One of the nation’s best-known college rankings has once again crowned UW-Madison the top party school in the country, a distinction sure to draw groans from campus administrators nearly as loud as the cheers from many students.

The Princeton Review’s annual rankings, released Monday, placed the university No. 1 in its categories for “party schools” and institutions with “lots of beer.” UW-Madison also took the No. 5 spot in the “lots of hard alcohol” category.

The university is a fixture of the top party schools list, and last claimed the No. 1 ranking in 2005; West Virginia University and the University of Illinois-Urbana Champaign rounded out the top three.

It’s a dubious honor in the eyes of administrators at UW and other universities that have received the ranking.

As officials pointed out when UW topped the party schools category a decade ago, the Princeton Review bases its rankings on unscientific surveys of students, who are asked to assess aspects of academic and social life at their institutions.

According to a webpage detailing the methodology for the rankings, “Schools on the ‘Party Schools’ list are those at which surveyed students’ answers indicated a combination of low personal daily study hours (outside of class), high usages of alcohol and drugs on campus and high popularity on campus for frats/sororities.”

UW also had the country’s top-rated student health services, and students rated their campus highly for friendliness toward lesbian, gay, bisexual and transgender students (No. 4) and the quality of its campus newspapers (No. 10) and libraries (No. 13), and students’ satisfaction with the university — it was No. 12 in the “students love these colleges” category.

In response to questions about the top party school ranking, UW officials sent a statement, reading in part, “Students at the University of Wisconsin-Madison have an incredible sense of pride in this institution and great camaraderie with their fellow Badgers that contributes to making our university an enjoyable place to attend school.”
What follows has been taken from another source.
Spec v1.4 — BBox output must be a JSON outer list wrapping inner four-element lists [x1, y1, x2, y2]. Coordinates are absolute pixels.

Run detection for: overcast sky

“However, as at many institutions of higher education, high-risk alcohol use on campus remains a pressing public health concern that negatively impacts campus safety and (students’) academic progress and well-being,” the statement said. UW declined a request to interview campus officials about the ranking.

Just before the Princeton Review survey results were announced, university officials sent out a press release touting a ranking they were more proud of: A college guide from Washington Monthly put UW at No. 28 on its list of the country’s best colleges and universities.